Wat de belastingheffing van intracommunautaire leveringen betreft, heeft de Raad nota genomen van de aanzienlijke tegenstand die er heerst tegen een dergelijke heffing in de lidstaat van aankomst. Heffing in de lidstaat van vertrek kan op meer bijval in de lidstaten rekenen en daarom verzocht de Raad de Commissie om dit spoor verder te verkennen.

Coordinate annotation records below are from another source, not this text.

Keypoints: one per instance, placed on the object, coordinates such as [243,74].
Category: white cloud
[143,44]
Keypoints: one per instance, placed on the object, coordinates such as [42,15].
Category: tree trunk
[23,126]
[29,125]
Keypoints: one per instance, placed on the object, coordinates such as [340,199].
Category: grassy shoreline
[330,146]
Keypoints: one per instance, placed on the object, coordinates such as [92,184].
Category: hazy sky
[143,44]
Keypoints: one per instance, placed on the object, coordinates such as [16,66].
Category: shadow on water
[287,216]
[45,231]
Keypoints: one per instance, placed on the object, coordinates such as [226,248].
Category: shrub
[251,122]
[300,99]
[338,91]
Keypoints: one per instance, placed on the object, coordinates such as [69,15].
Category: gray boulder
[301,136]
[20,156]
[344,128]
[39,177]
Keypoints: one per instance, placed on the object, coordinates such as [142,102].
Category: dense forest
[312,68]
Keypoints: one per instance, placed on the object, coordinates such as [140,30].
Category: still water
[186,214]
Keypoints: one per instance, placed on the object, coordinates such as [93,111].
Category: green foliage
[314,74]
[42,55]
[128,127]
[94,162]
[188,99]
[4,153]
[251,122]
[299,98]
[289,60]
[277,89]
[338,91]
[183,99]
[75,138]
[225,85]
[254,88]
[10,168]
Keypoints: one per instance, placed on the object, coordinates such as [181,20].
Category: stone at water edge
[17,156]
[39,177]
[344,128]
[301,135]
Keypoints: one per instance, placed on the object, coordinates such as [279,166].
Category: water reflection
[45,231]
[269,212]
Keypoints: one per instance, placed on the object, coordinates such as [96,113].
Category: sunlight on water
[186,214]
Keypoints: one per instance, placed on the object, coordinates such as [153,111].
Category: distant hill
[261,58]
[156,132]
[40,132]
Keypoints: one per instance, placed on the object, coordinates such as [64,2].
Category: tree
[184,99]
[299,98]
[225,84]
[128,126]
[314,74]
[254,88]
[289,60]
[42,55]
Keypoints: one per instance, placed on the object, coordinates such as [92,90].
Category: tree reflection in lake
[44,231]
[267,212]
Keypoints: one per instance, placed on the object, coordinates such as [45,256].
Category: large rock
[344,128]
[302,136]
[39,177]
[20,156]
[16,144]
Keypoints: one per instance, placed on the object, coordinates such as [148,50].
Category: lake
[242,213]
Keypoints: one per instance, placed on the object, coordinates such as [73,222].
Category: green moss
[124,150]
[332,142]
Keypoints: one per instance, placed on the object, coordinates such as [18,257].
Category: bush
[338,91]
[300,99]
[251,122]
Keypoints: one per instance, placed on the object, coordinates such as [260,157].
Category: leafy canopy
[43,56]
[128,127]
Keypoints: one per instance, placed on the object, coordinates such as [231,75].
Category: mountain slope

De Raad heeft ook geconstateerd dat de meerderheid van de lidstaten voorbehoud maakt bij de invoering van een facultatieve veralgemeende verleggingsregeling. Daarom verzocht de Raad de Commissie om te analyseren welke gevolgen een dergelijke mogelijkheid voor de interne markt zou hebben en met name of er gedurende een beperkte periode een proefproject kan worden opgezet in een geïnteresseerde lidstaat.

De Raad heeft de Commissie verzocht om haar bevindingen over deze twee vergaande maatregelen uiterlijk eind 2007 voor te leggen.

Er is veel voorbereidend werk geleverd (vragenlijst aan de lidstaten, externe studies, openbare raadpleging en bijeenkomsten met bedrijven, waaronder het mkb) om aan deze verzoeken van de Raad tegemoet te komen. Gelet op de omvang van de te verrichten analyse en het feit dat de Commissie niet binnen de gestelde termijn de vereiste gegevens van alle lidstaten heeft ontvangen, zal zij pas begin volgend jaar verslag van haar bevindingen kunnen uitbrengen.

Nadat de Commissie haar analyse over de belastingheffing van intracommunautaire leveringen en de invoering van een veralgemeende verleggingsregeling heeft afgerond, zal er op het niveau van de Raad een politiek debat over de te volgen koers moeten worden gevoerd. Daarbij zal de mogelijkheid van een proefproject gedurende een beperkte periode in een geïnteresseerde lidstaat ongetwijfeld een belangrijk element zijn. De technische analyse van deze complexe materie is momenteel gaande; er hebben al twee bilaterale bijeenkomsten met de betrokken lidstaat plaatsgevonden en een volgende bijeenkomst is gepland voor het einde van het jaar.

23.

3. BEPALING VAN DE TOEKOMSTIGE KOERS BINNEN HET BESTAANDE WETGEVINGSKADER


De Commissie heeft zich ertoe verbonden om een analyse van mogelijke wijzigingen in het btw-stelsel te verrichten, maar ziet hierin geen tegenspraak met het voortzetten van een debat over de zogenoemde traditionele maatregelen. De belastingautoriteiten een moderner en efficiënter instrumentarium voor de bestrijding van belastingfraude te verschaffen, is een doel dat in ieder geval moet worden nagestreefd, los van de komende besluitvorming over de verdergaande maatregelen.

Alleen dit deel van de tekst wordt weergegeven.